- The Washington Times - Wednesday, December 28, 2011

T his is the week that pits the old fogies against the rising generations in determining “what’s in” for 2012 and “what’s out” from 2011. Fashion and political opinions traditionally have made for a showdown at Generation Gap, but this year, as we move into a new year, there’s a communication gap, too. It’s as much about process as substance in how we see the future.

Some compare the generational conflicts in terms of speed, what’s slow and what’s moving in the fast lane, what we can reflect on and what we must experience urgently in the moment. From this point of view, how we receive information becomes as important as what we know. This pits the digitally hip texters with smartphones and Facebook profiles, who get their reading material from the Internet, against the older among us who cling to information derived from paper in books and newspapers. The older condescend only occasionally to read on a Kindle or an iPad.

Making matters worse are the Internet activists in the living room who reduce communication to 140 characters and never look up while making plans. Their attention is always somewhere else. Those who want to engage them in extended conversations about the past, such as what happened yesterday, learn they might as well be asking why Joan of Arc was burned at the stake.

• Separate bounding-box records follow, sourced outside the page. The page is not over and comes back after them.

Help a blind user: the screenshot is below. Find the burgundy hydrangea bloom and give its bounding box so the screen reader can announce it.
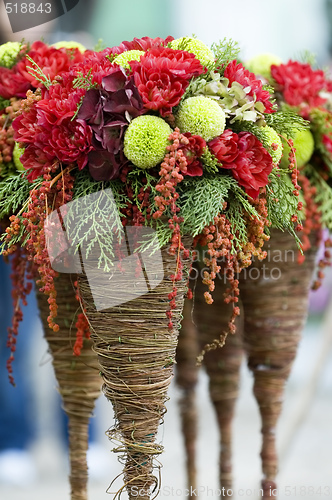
[37,74,86,127]
[20,144,52,182]
[208,130,273,198]
[224,59,274,113]
[271,60,329,113]
[0,66,31,99]
[179,132,206,177]
[130,47,203,116]
[78,67,146,181]
[110,36,174,54]
[14,41,84,88]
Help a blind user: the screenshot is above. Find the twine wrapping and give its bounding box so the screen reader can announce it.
[240,229,317,499]
[175,300,199,498]
[37,274,101,500]
[79,238,191,500]
[194,276,243,498]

It’s a truism, which continues to be true, that you only know - really know - your own generation up close and personal. We see that mostly in the pop culture, with questions about favorites in music, art and books. Huge nostalgia gaps in the culture are determined by the era in which you were born.

The same goes for political events. “You’re not a baby boomer if you don’t have a visceral recollection of a Kennedy and a King assassination, a Beatles breakup, a U.S. defeat in Vietnam, and a Watergate,” writes P.J. O’Rourke, an aging boomer whose generation for one short minute boasted that it would never trust anyone over 30. The culture gave them a pass. There were too many of them for frightened and intimidated adults to assert themselves.

Now that the boomers are far beyond 30, nestled among the 50- and 65-year-olds, they have a record we can evaluate at last. Mr. O’Rourke suggests they can be blamed most easily for having screwed up the culture, trashing everything from love and marriage to the economy and politics. But he doesn’t want to stop there. Writing in the Weekly Standard, he shows there’s lots of blame to spread around for the stupidity of the pop culture, including all those unmemorable memoirs and “self-helplessness” tracts” created and consumed across generations. It’s the clever criticism of hindsight, but his argument is more than a demonstration of wit.

Every generation chooses the fight it wants to win against the generation preceding, even when it’s not sure what that fight ought to be about. This was the idea captured in the 1953 movie classic “The Wild One” before the boomers put their stamp on the pop culture. When a pretty girl asks Johnny, the hipster on a motorcycle, played by Marlon Brando, “Whatcha rebelling against?” Brando replies: “Whatcha got?”

As we move into the new year, it may help those over 30 to recognize that they’ve still got the ability to scorn bad ideas. The new social media is neither as revolutionary nor as earthshaking as the pop pontificators may think. The focus for criticism shouldn’t be on the technology but on how technology is used, and for what. The Economist magazine finds parallels in today’s social media with the way people pushed the ideas in the 16th century that ushered in the Reformation. The printing press helped put ideas quickly into pamphlets easy to circulate, but it took a network of willing traveling merchants, traders, preachers and sympathetic citizenry to carry the pamphlets from one town to another. Like tweets, ideas spread spontaneously.

Instead of downloading music, poets composed impious lyrics and parodies to familiar folk songs and hymns, easily sung in communal choruses as “newsy” ballads for the reformers.

Debates found a forum even for the illiterate, who heard arguments repeated by their friends and families in inns, taverns, markets, guilds and homes. The academic allies of the pope, who wrote in Latin, fought a fierce rearguard battle against the popularizers. Still, the reformers wouldn’t have succeeded if those who got the message hadn’t agreed with Martin Luther about corruption in the church.

The medium isn’t the message, it’s merely a tool. No matter what age, “whatcha rebelling against” depends on “whatcha got.” We should keep that in mind when we decide what we keep for 2012 and what we toss out.

Happy new year.

Suzanne Fields is a syndicated columnist.